Norima's current ITA, Travis Takeuchi, continues to support Norima as it prepares to demonstrate the effectiveness of its products in pilot situations and to establish markets for its Medolution-based technologies.

"Our ITAs have worked hard to really know us, and identified where we might have difficulties in such a complex venture," said Kuik. "They have a great sense of what is likely to work."

"A lot of our work with the company at this point is strategic," said Takeuchi. "We've been doing the high-level work needed to connect the company to health care authorities that can become first-buyers of these advanced products. Canada's health care system is complex, with many levels and players, so this is not a simple task."

"This is the way of the future – to tackle big challenging problems through innovative R&D collaboration with many different players around the world."
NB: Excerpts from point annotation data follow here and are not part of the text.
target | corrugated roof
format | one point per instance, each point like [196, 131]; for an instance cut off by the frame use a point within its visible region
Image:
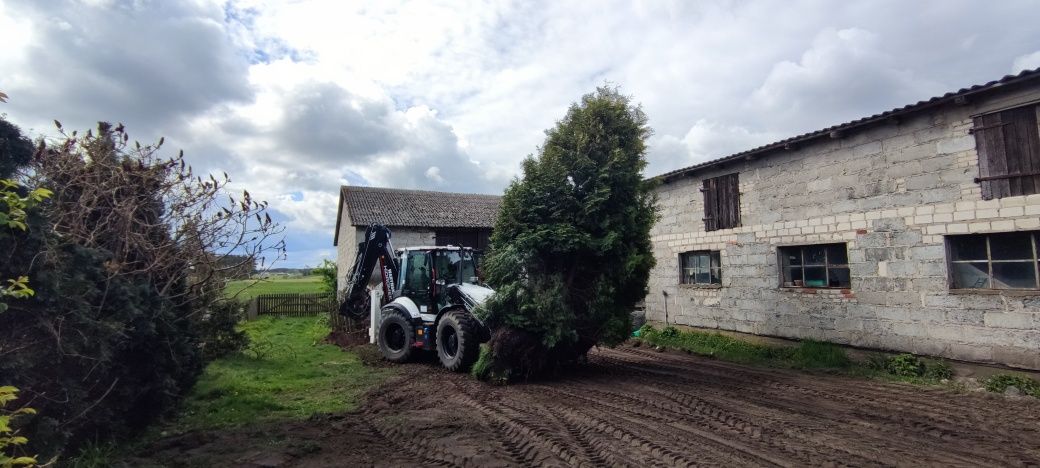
[394, 207]
[842, 129]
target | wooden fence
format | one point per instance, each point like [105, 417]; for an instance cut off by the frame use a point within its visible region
[292, 305]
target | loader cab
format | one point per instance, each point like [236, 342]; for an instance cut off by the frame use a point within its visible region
[427, 270]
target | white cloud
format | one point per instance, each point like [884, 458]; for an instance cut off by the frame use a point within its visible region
[842, 69]
[1027, 61]
[293, 99]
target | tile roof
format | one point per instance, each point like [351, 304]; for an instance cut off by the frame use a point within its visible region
[957, 96]
[394, 207]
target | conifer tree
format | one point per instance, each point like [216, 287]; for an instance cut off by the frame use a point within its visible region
[571, 251]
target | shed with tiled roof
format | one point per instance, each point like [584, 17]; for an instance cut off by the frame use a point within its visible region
[415, 217]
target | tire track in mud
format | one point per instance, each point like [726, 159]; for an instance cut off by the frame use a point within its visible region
[928, 430]
[959, 435]
[935, 415]
[632, 407]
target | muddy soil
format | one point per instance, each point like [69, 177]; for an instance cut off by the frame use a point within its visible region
[634, 407]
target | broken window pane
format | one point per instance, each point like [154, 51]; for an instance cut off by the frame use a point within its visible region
[1015, 245]
[975, 275]
[838, 278]
[790, 275]
[790, 256]
[814, 255]
[968, 248]
[1014, 276]
[815, 277]
[837, 255]
[698, 267]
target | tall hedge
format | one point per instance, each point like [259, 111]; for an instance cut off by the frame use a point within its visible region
[122, 318]
[571, 251]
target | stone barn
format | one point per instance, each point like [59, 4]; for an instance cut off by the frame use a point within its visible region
[415, 217]
[913, 230]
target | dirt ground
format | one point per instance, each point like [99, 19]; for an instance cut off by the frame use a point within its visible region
[634, 407]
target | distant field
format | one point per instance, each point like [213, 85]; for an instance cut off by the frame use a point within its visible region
[247, 289]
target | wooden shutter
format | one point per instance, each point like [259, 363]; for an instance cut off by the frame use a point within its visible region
[722, 202]
[730, 206]
[1009, 152]
[710, 204]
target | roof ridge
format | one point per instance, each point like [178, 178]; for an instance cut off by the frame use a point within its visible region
[412, 190]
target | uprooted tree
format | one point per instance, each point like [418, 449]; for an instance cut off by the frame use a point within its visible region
[571, 251]
[127, 258]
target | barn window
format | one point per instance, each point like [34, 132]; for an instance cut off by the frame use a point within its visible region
[722, 202]
[815, 266]
[1009, 152]
[994, 261]
[700, 267]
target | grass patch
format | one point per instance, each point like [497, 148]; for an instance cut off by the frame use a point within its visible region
[807, 355]
[1001, 382]
[284, 373]
[247, 289]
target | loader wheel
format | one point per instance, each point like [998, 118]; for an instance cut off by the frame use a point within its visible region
[396, 336]
[458, 340]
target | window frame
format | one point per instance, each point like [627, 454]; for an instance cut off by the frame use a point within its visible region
[713, 257]
[1034, 244]
[827, 265]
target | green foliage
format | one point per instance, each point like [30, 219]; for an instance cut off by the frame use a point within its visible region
[217, 333]
[670, 332]
[14, 211]
[571, 250]
[93, 455]
[811, 354]
[117, 331]
[905, 365]
[1001, 382]
[327, 273]
[290, 379]
[9, 439]
[711, 344]
[247, 289]
[14, 205]
[485, 369]
[938, 370]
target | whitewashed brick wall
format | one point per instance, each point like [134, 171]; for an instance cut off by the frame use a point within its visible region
[891, 192]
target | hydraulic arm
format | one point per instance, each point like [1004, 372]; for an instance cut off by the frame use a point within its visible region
[375, 249]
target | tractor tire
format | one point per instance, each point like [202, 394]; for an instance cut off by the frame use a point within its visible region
[396, 336]
[458, 340]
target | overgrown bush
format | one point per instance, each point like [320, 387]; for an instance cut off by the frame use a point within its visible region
[125, 262]
[9, 440]
[1001, 382]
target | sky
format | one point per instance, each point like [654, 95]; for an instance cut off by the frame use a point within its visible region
[295, 99]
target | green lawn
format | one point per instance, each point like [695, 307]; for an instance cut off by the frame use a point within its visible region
[286, 373]
[247, 289]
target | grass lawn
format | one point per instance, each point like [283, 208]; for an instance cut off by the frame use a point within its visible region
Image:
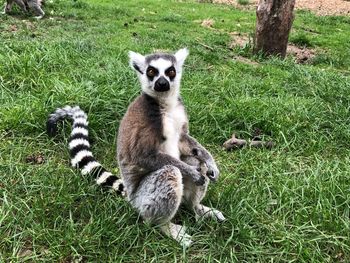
[290, 203]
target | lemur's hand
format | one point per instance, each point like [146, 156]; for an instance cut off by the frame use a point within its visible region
[196, 176]
[213, 171]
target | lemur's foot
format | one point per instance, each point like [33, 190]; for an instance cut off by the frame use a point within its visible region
[178, 233]
[203, 211]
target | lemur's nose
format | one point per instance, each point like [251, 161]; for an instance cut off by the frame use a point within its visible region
[161, 85]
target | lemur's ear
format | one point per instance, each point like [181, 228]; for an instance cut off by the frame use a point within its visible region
[181, 55]
[137, 61]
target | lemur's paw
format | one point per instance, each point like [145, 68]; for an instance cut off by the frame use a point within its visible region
[219, 216]
[183, 238]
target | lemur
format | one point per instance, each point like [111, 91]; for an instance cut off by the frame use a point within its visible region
[161, 164]
[25, 5]
[153, 142]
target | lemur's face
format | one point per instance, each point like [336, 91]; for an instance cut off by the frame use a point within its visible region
[159, 73]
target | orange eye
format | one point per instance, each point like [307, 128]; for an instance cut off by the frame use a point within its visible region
[151, 72]
[172, 74]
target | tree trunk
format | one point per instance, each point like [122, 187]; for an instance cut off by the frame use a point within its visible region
[274, 21]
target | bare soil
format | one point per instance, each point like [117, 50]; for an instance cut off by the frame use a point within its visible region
[320, 7]
[302, 55]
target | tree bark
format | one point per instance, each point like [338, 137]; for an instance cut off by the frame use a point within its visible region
[274, 21]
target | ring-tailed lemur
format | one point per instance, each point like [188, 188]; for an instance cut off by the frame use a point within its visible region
[154, 146]
[79, 147]
[161, 164]
[25, 5]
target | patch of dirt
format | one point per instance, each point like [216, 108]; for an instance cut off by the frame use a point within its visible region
[238, 39]
[302, 55]
[320, 7]
[246, 60]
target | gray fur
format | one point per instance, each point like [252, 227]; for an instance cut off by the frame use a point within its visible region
[161, 164]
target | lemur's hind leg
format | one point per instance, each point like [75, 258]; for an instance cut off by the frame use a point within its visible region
[158, 198]
[193, 194]
[22, 5]
[8, 7]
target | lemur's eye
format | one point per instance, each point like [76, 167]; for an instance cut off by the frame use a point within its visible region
[151, 72]
[170, 72]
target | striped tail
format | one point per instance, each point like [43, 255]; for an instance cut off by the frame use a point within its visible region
[79, 147]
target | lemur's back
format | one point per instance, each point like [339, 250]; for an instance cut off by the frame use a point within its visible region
[140, 134]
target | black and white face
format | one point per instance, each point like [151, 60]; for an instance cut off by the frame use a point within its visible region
[159, 74]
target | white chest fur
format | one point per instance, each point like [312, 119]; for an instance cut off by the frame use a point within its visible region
[173, 120]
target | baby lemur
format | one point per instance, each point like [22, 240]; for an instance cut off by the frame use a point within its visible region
[25, 6]
[161, 164]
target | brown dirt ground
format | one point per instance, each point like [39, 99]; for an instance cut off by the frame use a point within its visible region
[302, 55]
[320, 7]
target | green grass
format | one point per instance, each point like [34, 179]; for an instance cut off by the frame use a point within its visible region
[287, 204]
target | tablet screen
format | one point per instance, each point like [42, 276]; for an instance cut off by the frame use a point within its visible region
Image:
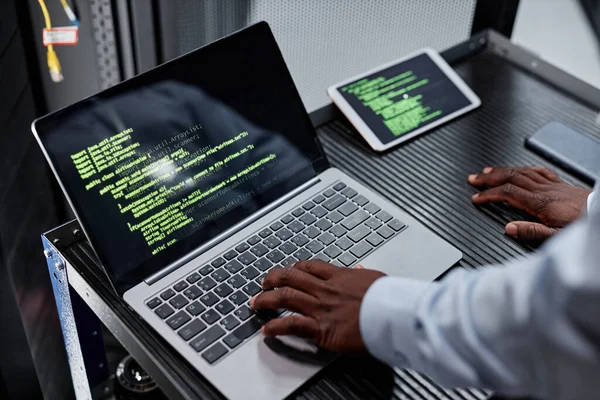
[398, 100]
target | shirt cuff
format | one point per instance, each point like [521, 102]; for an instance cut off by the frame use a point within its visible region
[388, 322]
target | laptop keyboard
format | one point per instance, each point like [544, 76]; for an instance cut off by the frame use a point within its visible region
[209, 308]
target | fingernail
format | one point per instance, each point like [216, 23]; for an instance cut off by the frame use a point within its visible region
[512, 230]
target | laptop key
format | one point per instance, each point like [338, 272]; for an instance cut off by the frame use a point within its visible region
[230, 255]
[207, 269]
[276, 226]
[195, 277]
[191, 329]
[192, 292]
[243, 313]
[231, 340]
[386, 232]
[209, 299]
[359, 233]
[308, 219]
[347, 209]
[155, 302]
[344, 243]
[229, 322]
[347, 259]
[179, 301]
[384, 216]
[248, 328]
[328, 193]
[284, 234]
[319, 212]
[207, 283]
[246, 258]
[321, 257]
[177, 320]
[308, 205]
[374, 239]
[167, 294]
[295, 227]
[218, 262]
[326, 238]
[335, 217]
[373, 223]
[354, 220]
[333, 251]
[372, 208]
[214, 353]
[251, 289]
[225, 307]
[220, 275]
[259, 250]
[249, 273]
[324, 224]
[338, 231]
[195, 308]
[253, 240]
[319, 199]
[312, 232]
[275, 256]
[236, 281]
[238, 298]
[263, 264]
[360, 200]
[361, 249]
[396, 225]
[300, 240]
[164, 311]
[272, 242]
[207, 338]
[211, 316]
[334, 202]
[315, 246]
[287, 219]
[303, 254]
[349, 192]
[265, 233]
[288, 248]
[240, 248]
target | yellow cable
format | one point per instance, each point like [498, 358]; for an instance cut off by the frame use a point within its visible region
[52, 58]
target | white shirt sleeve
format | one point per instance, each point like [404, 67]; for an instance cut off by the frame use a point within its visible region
[531, 328]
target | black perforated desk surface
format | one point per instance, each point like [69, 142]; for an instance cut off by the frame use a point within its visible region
[427, 178]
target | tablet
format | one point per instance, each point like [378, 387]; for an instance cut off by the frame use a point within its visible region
[405, 98]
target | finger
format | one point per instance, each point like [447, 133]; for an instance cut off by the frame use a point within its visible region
[529, 231]
[292, 277]
[297, 325]
[500, 176]
[288, 298]
[511, 194]
[545, 172]
[317, 268]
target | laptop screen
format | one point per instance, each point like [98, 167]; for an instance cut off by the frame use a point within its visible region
[160, 164]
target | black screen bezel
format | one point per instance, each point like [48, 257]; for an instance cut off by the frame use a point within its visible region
[161, 260]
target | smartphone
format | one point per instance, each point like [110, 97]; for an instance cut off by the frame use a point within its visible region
[568, 149]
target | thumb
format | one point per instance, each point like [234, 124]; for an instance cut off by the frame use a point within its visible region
[530, 231]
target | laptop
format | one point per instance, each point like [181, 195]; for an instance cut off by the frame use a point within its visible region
[192, 180]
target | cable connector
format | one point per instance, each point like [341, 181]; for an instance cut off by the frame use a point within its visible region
[54, 66]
David Kuik, CEO, Norima Consulting
 

Norima reaches for the horizon through collaboration

Doors continue to open for Norima Consulting at home and abroad. The company's Innovation Division has grown to 12 employees and the unit expects to reach $3 million in revenue in 2019, thus being a valuable addition to the consulting side of the business.

Norima is currently making arrangements to pilot its technologies in several assisted living facilities in Canada. The firm also recently signed a deal with Medic.Life of Utah to use Norima's data anonymization technology, developed through Medolution, to safeguard data collected through Medic.Life's smart toilets that can monitor a patient's health condition.

Kuik's enthusiasm for EUREKA and the open innovation-style model of Medolution is contagious. Now on the board of the Kids Brain Health Network, a Network of Centres of Excellence, Kuik is frequently asked to share his experience with Medolution.

"This is the way of the future – to tackle big challenging problems through innovative R&D collaboration with many different players around the world."